# canoe/rowing boat/kayak in Sao Martinho do Porto



## barricades (Jul 17, 2010)

Hi there, my folks have an apartment in the lovely Sao Martinho do Porto which they are kindly donating to me for a few weeks holidays in sept/oct.

If you've been to SMP then you'll know it's got a lovely big sheltered bay which looks like it'd be good craic for a canoe or a rowing boat or a kayak.

My folks also have a large store room and an unused underground parking space, one of which I reckon would be suitable as a store.

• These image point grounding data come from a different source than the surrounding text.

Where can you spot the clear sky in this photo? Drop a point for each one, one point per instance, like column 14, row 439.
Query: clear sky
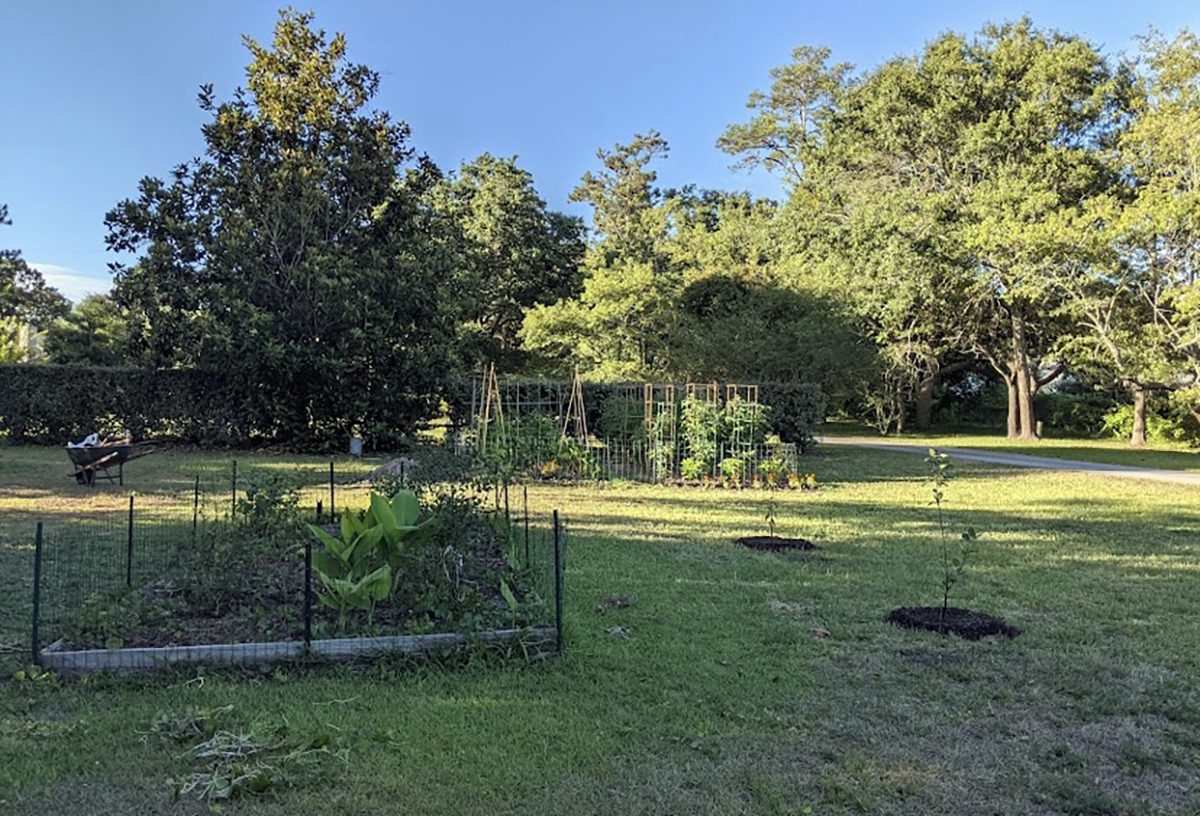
column 96, row 95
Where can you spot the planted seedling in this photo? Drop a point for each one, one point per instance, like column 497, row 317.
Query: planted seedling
column 954, row 553
column 772, row 475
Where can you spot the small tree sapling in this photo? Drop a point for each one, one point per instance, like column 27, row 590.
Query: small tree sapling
column 954, row 561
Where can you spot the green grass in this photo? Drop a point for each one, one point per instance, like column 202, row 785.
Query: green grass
column 715, row 691
column 1168, row 456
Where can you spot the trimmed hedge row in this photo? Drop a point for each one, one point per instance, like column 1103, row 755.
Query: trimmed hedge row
column 52, row 405
column 797, row 409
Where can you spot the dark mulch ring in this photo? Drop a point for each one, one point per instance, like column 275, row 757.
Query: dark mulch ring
column 774, row 543
column 964, row 623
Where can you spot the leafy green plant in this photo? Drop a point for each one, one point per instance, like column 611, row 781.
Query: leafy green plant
column 268, row 510
column 954, row 559
column 105, row 619
column 700, row 420
column 228, row 759
column 359, row 568
column 733, row 471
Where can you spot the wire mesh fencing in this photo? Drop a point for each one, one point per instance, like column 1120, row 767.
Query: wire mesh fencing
column 221, row 580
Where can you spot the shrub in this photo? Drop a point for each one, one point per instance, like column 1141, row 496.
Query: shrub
column 51, row 405
column 1075, row 414
column 1161, row 425
column 797, row 409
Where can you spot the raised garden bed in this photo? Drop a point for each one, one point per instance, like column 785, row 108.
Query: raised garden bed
column 76, row 663
column 964, row 623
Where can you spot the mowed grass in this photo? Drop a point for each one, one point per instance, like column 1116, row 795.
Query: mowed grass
column 1108, row 450
column 718, row 689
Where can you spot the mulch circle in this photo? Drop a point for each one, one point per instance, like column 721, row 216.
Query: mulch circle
column 774, row 543
column 964, row 623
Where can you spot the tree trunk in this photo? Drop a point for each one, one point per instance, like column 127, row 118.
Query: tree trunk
column 1138, row 438
column 1025, row 385
column 923, row 405
column 1014, row 414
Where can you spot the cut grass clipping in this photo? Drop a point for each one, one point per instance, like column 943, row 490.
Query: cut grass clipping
column 227, row 759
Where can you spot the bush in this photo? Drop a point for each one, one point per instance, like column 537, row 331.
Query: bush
column 797, row 409
column 52, row 405
column 1162, row 425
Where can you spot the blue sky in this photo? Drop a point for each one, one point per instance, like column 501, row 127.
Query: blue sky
column 96, row 95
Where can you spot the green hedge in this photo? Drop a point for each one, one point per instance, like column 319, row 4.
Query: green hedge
column 796, row 408
column 53, row 405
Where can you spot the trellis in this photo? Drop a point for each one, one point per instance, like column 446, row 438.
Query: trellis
column 640, row 436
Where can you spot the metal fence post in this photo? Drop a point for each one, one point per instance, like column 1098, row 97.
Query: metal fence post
column 307, row 592
column 129, row 547
column 196, row 507
column 35, row 635
column 508, row 519
column 333, row 514
column 558, row 585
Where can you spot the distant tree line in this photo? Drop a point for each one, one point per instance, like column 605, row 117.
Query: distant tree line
column 1013, row 209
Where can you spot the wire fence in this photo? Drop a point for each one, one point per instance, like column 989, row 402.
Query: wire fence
column 639, row 460
column 221, row 579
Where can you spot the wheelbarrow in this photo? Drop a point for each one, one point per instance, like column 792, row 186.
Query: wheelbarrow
column 95, row 462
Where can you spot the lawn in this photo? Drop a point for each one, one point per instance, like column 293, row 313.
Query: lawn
column 1168, row 456
column 732, row 682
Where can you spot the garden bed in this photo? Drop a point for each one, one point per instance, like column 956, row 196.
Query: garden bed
column 76, row 663
column 964, row 623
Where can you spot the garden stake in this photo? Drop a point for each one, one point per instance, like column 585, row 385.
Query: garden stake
column 34, row 635
column 558, row 586
column 196, row 505
column 307, row 592
column 129, row 549
column 508, row 520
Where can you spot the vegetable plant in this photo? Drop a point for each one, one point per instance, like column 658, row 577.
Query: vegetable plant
column 363, row 565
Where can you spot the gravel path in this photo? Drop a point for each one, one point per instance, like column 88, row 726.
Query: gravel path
column 1026, row 461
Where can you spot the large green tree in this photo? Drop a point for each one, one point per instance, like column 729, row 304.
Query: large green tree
column 1140, row 311
column 299, row 256
column 976, row 168
column 513, row 253
column 24, row 294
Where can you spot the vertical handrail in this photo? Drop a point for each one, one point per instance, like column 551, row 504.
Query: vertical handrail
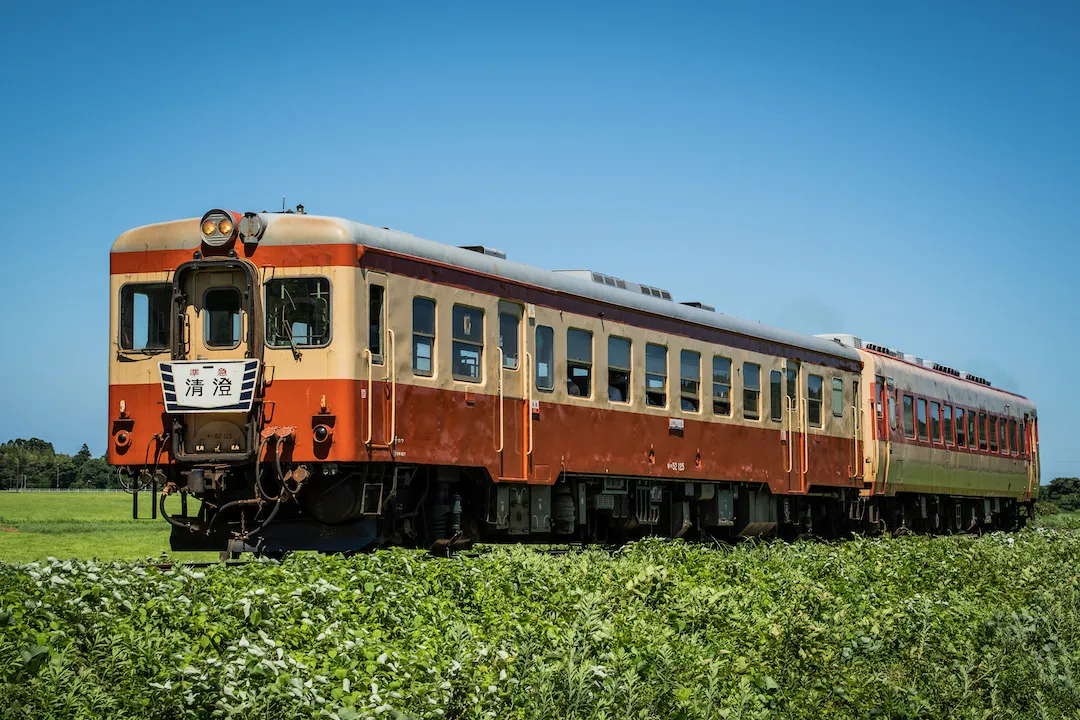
column 370, row 392
column 393, row 388
column 854, row 449
column 501, row 369
column 788, row 410
column 805, row 416
column 528, row 399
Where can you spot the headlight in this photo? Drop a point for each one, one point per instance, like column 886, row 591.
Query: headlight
column 217, row 228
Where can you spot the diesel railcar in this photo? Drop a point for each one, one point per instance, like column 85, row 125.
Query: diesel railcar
column 301, row 382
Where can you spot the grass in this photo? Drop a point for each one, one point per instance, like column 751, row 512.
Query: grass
column 35, row 526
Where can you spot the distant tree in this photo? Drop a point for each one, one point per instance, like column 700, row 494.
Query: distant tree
column 1064, row 492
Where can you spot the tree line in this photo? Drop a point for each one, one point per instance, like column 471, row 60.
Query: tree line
column 1064, row 492
column 35, row 463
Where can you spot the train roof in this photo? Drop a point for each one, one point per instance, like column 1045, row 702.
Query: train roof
column 299, row 229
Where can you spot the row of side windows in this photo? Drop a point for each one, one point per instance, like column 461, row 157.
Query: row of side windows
column 943, row 424
column 468, row 353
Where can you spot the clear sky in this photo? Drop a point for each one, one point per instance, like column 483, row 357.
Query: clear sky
column 906, row 172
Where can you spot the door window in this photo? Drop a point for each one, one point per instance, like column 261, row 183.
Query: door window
column 221, row 322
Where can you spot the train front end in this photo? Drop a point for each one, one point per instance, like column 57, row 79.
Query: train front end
column 227, row 399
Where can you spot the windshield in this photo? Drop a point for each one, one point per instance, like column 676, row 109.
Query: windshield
column 145, row 315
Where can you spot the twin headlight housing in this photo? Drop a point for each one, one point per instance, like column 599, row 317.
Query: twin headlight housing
column 218, row 228
column 221, row 227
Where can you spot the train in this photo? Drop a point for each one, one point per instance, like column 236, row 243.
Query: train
column 297, row 382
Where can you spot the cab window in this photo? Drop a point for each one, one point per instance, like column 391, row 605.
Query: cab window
column 145, row 316
column 298, row 312
column 545, row 358
column 221, row 324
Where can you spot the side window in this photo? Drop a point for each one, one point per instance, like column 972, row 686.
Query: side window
column 508, row 339
column 690, row 381
column 375, row 320
column 656, row 376
column 721, row 385
column 619, row 366
column 793, row 383
column 752, row 391
column 423, row 337
column 908, row 416
column 775, row 396
column 579, row 363
column 545, row 357
column 145, row 314
column 922, row 420
column 221, row 325
column 298, row 312
column 468, row 343
column 814, row 397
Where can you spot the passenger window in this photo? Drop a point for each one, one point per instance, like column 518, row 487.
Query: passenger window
column 690, row 381
column 752, row 391
column 468, row 343
column 908, row 416
column 545, row 357
column 619, row 366
column 814, row 397
column 922, row 420
column 423, row 337
column 508, row 339
column 721, row 385
column 375, row 320
column 579, row 363
column 298, row 312
column 221, row 325
column 145, row 316
column 775, row 396
column 656, row 376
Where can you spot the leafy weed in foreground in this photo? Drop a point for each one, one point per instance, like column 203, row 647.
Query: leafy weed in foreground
column 914, row 627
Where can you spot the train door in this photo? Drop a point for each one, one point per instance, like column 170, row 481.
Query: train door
column 794, row 429
column 512, row 437
column 379, row 393
column 211, row 383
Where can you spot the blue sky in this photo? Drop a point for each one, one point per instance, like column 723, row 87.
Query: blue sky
column 905, row 172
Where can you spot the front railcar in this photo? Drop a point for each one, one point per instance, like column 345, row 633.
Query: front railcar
column 232, row 381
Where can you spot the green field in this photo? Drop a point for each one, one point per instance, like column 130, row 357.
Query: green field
column 35, row 526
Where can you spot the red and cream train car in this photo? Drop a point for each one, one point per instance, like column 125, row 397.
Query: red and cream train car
column 320, row 383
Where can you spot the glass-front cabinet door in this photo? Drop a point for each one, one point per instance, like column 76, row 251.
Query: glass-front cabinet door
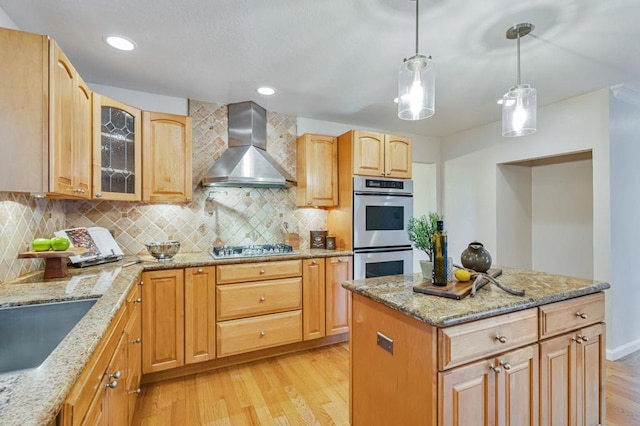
column 117, row 155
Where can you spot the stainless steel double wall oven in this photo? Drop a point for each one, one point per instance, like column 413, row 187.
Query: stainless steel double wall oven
column 381, row 211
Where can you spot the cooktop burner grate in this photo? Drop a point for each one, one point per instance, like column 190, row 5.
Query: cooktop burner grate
column 225, row 252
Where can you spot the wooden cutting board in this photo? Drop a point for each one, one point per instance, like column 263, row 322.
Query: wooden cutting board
column 454, row 289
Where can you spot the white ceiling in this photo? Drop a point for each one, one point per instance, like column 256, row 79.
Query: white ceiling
column 337, row 60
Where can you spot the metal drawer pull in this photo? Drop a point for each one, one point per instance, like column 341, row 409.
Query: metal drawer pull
column 505, row 365
column 501, row 339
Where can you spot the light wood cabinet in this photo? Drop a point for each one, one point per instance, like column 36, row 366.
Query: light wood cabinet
column 167, row 157
column 337, row 301
column 199, row 308
column 102, row 395
column 258, row 306
column 317, row 169
column 162, row 320
column 117, row 150
column 572, row 381
column 496, row 370
column 377, row 154
column 501, row 391
column 133, row 333
column 313, row 298
column 45, row 117
column 178, row 314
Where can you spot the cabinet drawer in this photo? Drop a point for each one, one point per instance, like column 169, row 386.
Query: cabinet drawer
column 250, row 299
column 249, row 334
column 242, row 272
column 467, row 342
column 556, row 318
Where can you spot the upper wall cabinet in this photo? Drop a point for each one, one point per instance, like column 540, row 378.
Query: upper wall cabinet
column 117, row 150
column 377, row 154
column 166, row 157
column 45, row 115
column 317, row 170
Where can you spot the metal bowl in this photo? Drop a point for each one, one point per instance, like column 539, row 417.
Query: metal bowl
column 163, row 250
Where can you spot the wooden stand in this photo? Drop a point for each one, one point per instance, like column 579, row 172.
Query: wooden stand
column 454, row 289
column 55, row 261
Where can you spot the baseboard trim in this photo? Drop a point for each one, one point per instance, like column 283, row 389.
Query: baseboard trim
column 622, row 351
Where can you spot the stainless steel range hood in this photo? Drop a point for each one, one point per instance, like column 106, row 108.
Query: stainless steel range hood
column 246, row 162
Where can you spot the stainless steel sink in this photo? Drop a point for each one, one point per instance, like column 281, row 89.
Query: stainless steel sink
column 28, row 334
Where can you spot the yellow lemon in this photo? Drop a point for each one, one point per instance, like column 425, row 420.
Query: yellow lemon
column 462, row 275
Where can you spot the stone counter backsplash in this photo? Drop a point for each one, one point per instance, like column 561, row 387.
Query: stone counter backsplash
column 237, row 215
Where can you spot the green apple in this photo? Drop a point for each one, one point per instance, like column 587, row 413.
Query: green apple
column 41, row 244
column 60, row 243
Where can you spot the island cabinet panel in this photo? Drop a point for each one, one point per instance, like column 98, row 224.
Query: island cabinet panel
column 572, row 380
column 162, row 320
column 478, row 339
column 393, row 367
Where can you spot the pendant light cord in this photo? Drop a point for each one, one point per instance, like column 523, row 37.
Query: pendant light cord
column 417, row 14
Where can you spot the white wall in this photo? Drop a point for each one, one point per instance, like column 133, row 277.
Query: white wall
column 470, row 161
column 562, row 218
column 424, row 199
column 6, row 22
column 623, row 335
column 143, row 100
column 513, row 215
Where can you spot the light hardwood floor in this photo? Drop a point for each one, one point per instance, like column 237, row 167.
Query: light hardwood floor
column 311, row 388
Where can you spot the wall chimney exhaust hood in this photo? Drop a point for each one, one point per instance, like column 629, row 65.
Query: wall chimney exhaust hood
column 246, row 162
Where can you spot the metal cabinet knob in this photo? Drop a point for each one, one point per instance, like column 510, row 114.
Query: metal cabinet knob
column 505, row 365
column 494, row 368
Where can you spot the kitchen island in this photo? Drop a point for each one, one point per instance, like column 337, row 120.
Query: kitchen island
column 494, row 358
column 36, row 396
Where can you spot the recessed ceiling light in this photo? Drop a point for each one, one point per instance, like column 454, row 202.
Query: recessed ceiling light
column 119, row 42
column 267, row 91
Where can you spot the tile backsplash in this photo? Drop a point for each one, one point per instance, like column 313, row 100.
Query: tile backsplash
column 223, row 215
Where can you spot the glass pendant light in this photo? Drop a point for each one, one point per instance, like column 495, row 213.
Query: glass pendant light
column 416, row 84
column 519, row 103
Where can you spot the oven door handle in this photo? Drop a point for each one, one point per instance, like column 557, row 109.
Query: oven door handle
column 382, row 249
column 383, row 194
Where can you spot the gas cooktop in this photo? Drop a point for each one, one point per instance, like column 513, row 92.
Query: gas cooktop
column 226, row 252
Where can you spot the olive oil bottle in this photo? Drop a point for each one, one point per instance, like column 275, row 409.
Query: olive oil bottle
column 439, row 242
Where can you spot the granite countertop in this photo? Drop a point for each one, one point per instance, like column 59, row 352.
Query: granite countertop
column 34, row 397
column 540, row 288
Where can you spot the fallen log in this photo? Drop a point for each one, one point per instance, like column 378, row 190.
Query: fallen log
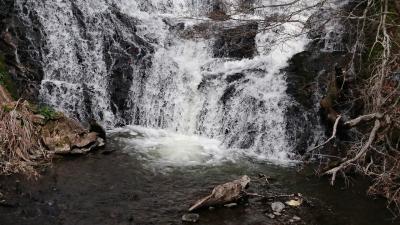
column 224, row 194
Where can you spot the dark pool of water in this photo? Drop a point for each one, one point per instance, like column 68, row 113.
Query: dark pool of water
column 119, row 189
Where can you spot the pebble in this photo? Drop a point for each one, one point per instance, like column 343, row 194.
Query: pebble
column 270, row 215
column 296, row 218
column 191, row 217
column 231, row 205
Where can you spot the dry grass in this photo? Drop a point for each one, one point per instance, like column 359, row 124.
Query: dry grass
column 20, row 147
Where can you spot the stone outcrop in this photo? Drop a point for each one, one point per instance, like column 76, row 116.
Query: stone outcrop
column 66, row 136
column 31, row 135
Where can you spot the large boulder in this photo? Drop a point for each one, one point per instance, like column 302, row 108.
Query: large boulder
column 66, row 136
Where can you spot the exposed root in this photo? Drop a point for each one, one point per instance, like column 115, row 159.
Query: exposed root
column 331, row 138
column 360, row 154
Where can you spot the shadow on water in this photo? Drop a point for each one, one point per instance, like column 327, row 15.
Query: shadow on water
column 120, row 189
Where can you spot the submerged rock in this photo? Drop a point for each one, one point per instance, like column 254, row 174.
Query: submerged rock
column 191, row 217
column 231, row 205
column 66, row 136
column 224, row 193
column 277, row 207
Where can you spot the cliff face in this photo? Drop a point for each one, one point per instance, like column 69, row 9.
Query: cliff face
column 20, row 46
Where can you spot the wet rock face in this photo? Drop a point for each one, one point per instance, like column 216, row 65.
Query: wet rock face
column 125, row 58
column 25, row 41
column 21, row 38
column 237, row 42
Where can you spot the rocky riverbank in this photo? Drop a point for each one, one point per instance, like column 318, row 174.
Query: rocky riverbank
column 31, row 136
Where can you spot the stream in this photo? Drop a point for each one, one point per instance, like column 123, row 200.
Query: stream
column 150, row 182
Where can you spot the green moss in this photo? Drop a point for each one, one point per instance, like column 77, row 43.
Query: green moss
column 6, row 80
column 7, row 108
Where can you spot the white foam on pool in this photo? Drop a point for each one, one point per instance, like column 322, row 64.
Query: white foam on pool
column 165, row 148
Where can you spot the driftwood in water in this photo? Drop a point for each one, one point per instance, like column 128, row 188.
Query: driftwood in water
column 224, row 193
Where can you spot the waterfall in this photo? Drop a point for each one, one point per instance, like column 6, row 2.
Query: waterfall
column 178, row 65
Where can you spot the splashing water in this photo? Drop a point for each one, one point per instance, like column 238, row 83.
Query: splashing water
column 130, row 62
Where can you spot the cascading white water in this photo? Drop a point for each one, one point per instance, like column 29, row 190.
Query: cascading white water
column 184, row 87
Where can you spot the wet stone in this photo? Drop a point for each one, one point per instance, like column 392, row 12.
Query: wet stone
column 277, row 207
column 231, row 205
column 296, row 218
column 270, row 215
column 191, row 217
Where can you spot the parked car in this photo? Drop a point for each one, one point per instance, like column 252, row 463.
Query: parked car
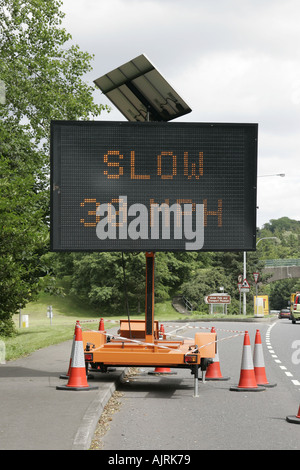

So my question is, is there anywhere nearby that sells these things preferably 2nd hand but 1st hand if I have to.

thanks in advance


----------



## moggy666 (Jul 7, 2010)

barricades said:


> Hi there, my folks have an apartment in the lovely Sao Martinho do Porto which they are kindly donating to me for a few weeks holidays in sept/oct.
> 
> If you've been to SMP then you'll know it's got a lovely big sheltered bay which looks like it'd be good craic for a canoe or a rowing boat or a kayak.
> 
> ...


Hi, the last time i was there, June this year, there was a shop along towards the harbour end in Nazare (Just aong the coast form SMP) that rented out and sold canoes, kayaks and equipment. I dont know if the used boats they had on display were for sale or just the ones they rented out. They also seemed to have a notice board with, what looked like, for sale signs on. I didnt take much notice as i wasn't after a boat . Hope this helps

Rik lane:


----------



## barricades (Jul 17, 2010)

thanks for replying, I've had a bit of a google for water sports equipment shops in nazare but it's all just apartment rentals sites that come up so far.

It's a definite lead though so thanks. Anybody know it's name, or if it has a website?


----------



## silvers (Sep 22, 2008)

barricades said:


> thanks for replying, I've had a bit of a google for water sports equipment shops in nazare but it's all just apartment rentals sites that come up so far.
> 
> It's a definite lead though so thanks. Anybody know it's name, or if it has a website?


Visit São Martinho do Porto


----------



## barricades (Jul 17, 2010)

cheers silvers, I've sent them an email


----------



## siobhanwf (Mar 20, 2009)

Should you think about buying a kayak/canoe you will find them here:

Decathlon - Resultados da pesquisa


The nearest stores are at Santarem and Torres Vedras


----------



## siobhanwf (Mar 20, 2009)

Alternatively www.Leiloes.com is a kind of Portuguese EBAY

kayak na Categoria Desporto e Lazer no Leiloes.net - Comprar e Vender na Internet

Another ebay type site is Anúncios grátis em Portugal, anúncios classificados em Portugal (Compra em Portugal, Venda em Portugal, Contatos em Portugal, Motor em Portugal, Moradia - Locais Comunidade em Portugal,...)
You can change the site to English at the top right.
You can then on the left hand side choose a specific area


----------